Personal information
- Born: 23 December 1995 (age 30) Loxton, South Australia, Australia
- Height: 1.98 m (6 ft 6 in)

Beach volleyball information

Current teammate
| Years | Teammate |
| 2022– | Thomas Hodges |

= Zachery Schubert =

Australian beach volleyball player (born 1995)

Zachery "Zac" Schubert (born 23 December 1995) is an Australian beach volleyball player who represented Australia at the 2024 Summer Olympics in men’s beach volleyball. Partnered with Thomas Hodges, he won the Beach Pro Tour Challenge event at Jūrmala in 2023 and the 2023 Asian Beach Volleyball Championship.

== Early life and education ==
Schubert grew up in Loxton, South Australia, and began playing volleyball at school around age 13, inspired in part by his cousin, Olympic hockey gold medallist Grant Schubert. He studied nutrition at the University of South Australia.

== Career ==

=== Junior and national pathway ===
Schubert first competed at elite junior level in 2013 and progressed through South Australian programs to national selection.

Across the 2010s he partnered with several Australian players, including Maximilian Guehrer, Cole Durant and Christopher McHugh, collecting domestic podiums and international main-draw results.

=== Partnership with Thomas Hodges (2022–) ===
After both athletes returned from significant surgeries (Schubert—double knee, Hodges—shoulder), Schubert teamed with Victorian blocker Thomas Hodges in 2022. The pair quickly rose on the Pro Tour, earning multiple podiums and in June 2023 won their first Beach Pro Tour gold at the Jūrmala Challenge in Latvia, then, eleven days later, the Asian Beach Volleyball Championship in China.

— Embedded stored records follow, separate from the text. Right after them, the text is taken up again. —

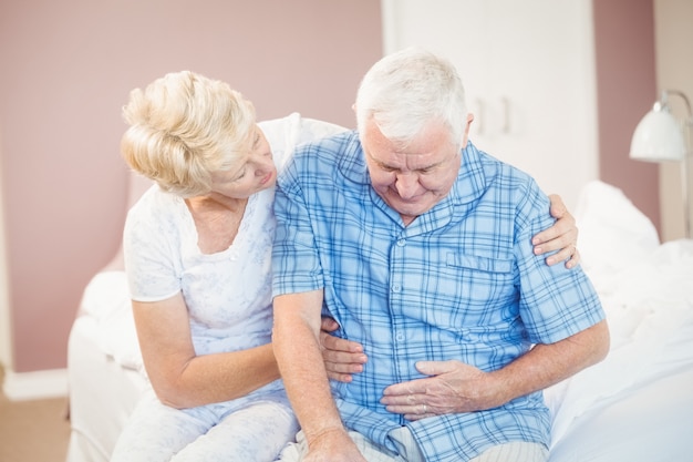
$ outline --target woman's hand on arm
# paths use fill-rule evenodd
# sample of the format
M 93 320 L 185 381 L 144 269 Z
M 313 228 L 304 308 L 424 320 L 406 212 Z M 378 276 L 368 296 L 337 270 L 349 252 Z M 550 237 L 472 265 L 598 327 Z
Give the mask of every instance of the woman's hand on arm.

=== Paris 2024 Olympics ===
Schubert and Hodges qualified for their Olympic debut at Paris 2024. In group play they faced teams from Poland, Germany and France, finishing third to enter the lucky loser round. They defeated France in their final pool match to stay alive, before falling to the United States pair Miles Evans / Chase Budinger in straight sets (21–19, 21–17). They finished equal 17th overall.

== Playing style ==
Schubert plays primarily as a defender alongside the taller Hodges. Media and federation profiles highlight his speed and court coverage, complemented by a high-tempo transition game.

== Personal life ==
Outside volleyball, Schubert founded Schubugs, a cricket farm located about 10 km outside Loxton; the venture, now managed by his father Tim, grew from a single shipping-container setup into a larger operation with a focus on sustainable protein and animal feed.

== Career highlights ==

- Beach Pro Tour Challenge – Gold: Jūrmala (2023, with Thomas Hodges).
- Asian Beach Volleyball Championship – Gold: Pingtan/Fuzhou (2023, with Thomas Hodges).
- Paris 2024 Olympian (17th place, with Thomas Hodges).